Speaking to the BBC, TSC chairman Andrew Tyrie said the regulator’s move to stop the review and instead work with individual banks on culture was ‘odd’.

Acting chief executive Tracey McDermott and chairman of the FCA John Griffith-Jones will now face questions on their decision when they stand before the committee.

The FCA’s move to halt the inquiry is one of a string of moves made by the regulator in recent weeks which has seen it accused of having ‘an ever more soft touch’ on the financial services industry.

A spokeswoman for the FCA said: “We welcome the opportunity to appear before the committee to explain and clarify our position. As we have previously said a focus on the culture in financial services firms remains a priority for the FCA.

“There is currently extensive ongoing work in this area. We have decided that the best way to support these efforts is to engage individually with firms to encourage their delivery of cultural change as well as supporting the other initiatives outside the FCA.”

Earlier this week it emerged that HSBC would no longer be subject to regulatory action over its involvement in helping clients evade UK taxation by hiding assets in its private bank in Switzerland.

While it denies involvement in the regulator’s recent decisions, the Treasury has been accused of forcing the FCA’s hand in such affairs.

The City watchdog has been without a permanent chief executive since Martin Wheatley left last summer.

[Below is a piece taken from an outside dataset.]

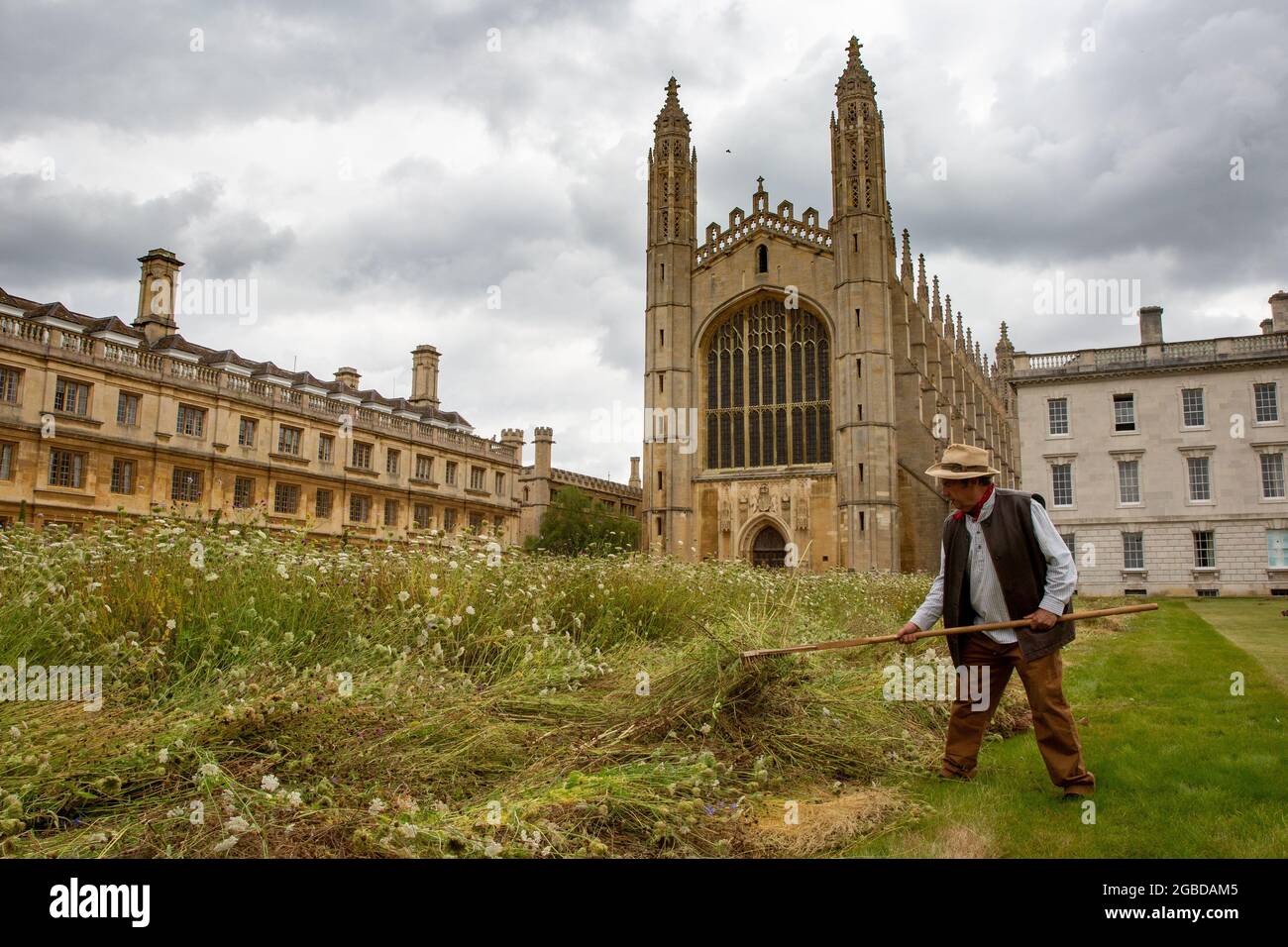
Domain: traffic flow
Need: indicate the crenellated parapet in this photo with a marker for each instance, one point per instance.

During an interview on Radio 4’s Today programme, Chancellor George Osborne denied that he was responsible for giving the FCA ‘a free run’ by choosing not to renew Wheatley’s contract.

However, shadow chancellor John McDonnell has repeatedly accused the Chancellor of fiddling with the FCA’s affairs.

“The Chancellor has been moving towards an ever more soft touch approach by reducing the bank levy and cutting corporation tax and selling publicly owned banks off at a loss,” he said.

“Only last week he sat by while the watchdog he set up watered down its review into the sector, only six months after he replaced the head of the FCA for issuing large fines to banks.”